2つ目の活用方法はコード解析です。試しに600行程度のCOBOLコードをChatGPT(gpt-4ではトークン数上限で解析できないためgpt4-32kを使用)に与えたところ、そのコードが何をしているか解説したり、Javaコードに変換することができました。(Azure OpenAI chatGPT-4-32k で COBOL から Java にマイグレーションしてみた)
ChatGPTを開発現場で活用する場合、質問する相手が人間ではないのでどんなつまらないことを何度質問しても怒られることがないというメリットがあります。初心者にはもちろん役に立ちますし、エンタープライズの大規模システムのコード移行でもうまく活用できますので、ぜひお試しください。

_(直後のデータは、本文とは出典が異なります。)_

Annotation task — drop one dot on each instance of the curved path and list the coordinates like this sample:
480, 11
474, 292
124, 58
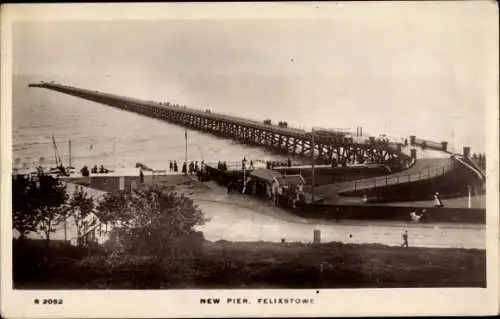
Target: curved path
422, 169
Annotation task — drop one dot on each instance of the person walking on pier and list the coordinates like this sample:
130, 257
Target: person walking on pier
405, 239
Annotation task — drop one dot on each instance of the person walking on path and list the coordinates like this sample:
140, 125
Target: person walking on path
405, 239
437, 200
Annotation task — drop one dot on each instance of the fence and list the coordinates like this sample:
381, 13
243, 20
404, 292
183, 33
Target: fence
399, 178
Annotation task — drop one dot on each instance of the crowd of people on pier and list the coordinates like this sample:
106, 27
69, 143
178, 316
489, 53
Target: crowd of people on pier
191, 168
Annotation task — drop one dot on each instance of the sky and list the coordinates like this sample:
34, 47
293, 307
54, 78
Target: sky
414, 69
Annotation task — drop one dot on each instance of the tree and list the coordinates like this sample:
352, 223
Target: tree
49, 201
153, 223
80, 206
24, 214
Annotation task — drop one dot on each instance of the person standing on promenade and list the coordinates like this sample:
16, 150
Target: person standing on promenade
405, 239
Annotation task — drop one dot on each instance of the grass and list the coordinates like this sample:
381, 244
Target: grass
253, 265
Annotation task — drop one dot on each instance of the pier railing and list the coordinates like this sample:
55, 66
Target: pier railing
400, 178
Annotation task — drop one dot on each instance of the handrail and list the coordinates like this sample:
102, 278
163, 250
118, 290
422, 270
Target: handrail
476, 171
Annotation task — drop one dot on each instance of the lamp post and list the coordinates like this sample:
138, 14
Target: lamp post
469, 197
313, 173
244, 164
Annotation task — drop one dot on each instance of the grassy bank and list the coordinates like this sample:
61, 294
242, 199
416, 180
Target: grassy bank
251, 265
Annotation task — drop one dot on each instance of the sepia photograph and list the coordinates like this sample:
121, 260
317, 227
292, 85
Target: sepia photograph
284, 153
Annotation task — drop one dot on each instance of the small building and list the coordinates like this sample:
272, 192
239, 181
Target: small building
291, 183
274, 183
265, 180
121, 180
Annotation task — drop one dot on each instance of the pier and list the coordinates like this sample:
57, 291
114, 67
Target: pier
325, 146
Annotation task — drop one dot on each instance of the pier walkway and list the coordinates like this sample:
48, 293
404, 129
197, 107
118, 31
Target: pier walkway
325, 145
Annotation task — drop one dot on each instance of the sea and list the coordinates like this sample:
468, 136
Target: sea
114, 138
103, 135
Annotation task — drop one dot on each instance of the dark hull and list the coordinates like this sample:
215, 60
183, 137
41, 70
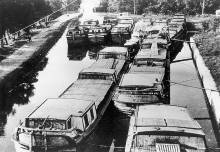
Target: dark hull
120, 38
176, 44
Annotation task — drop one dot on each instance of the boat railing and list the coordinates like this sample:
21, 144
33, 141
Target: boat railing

まとめ ‐ システム開発/ビジネス両方で生成AIを活用する時代に
今回はGitHub CopilotとChatGPTを使ったJavaベースのシステム開発のデモをご紹介しました。
GitHub CopilotやChatGPTによるコード生成/コード解析は開発生産性を飛躍的に向上させ、会話形式でAIに質問できることでより効率的な開発現場を実現できます。また、ChatGPTによるお問い合わせ対応のデモのように、柔軟に設定できる生成AIをシステムで活用することでビジネスそのものの効率化につながります。
このように複数の面で活用のメリットがあるので、まだ生成AIをお試しいただいていない場合はこの機会にぜひお試しください。
ご清聴ありがとうございました。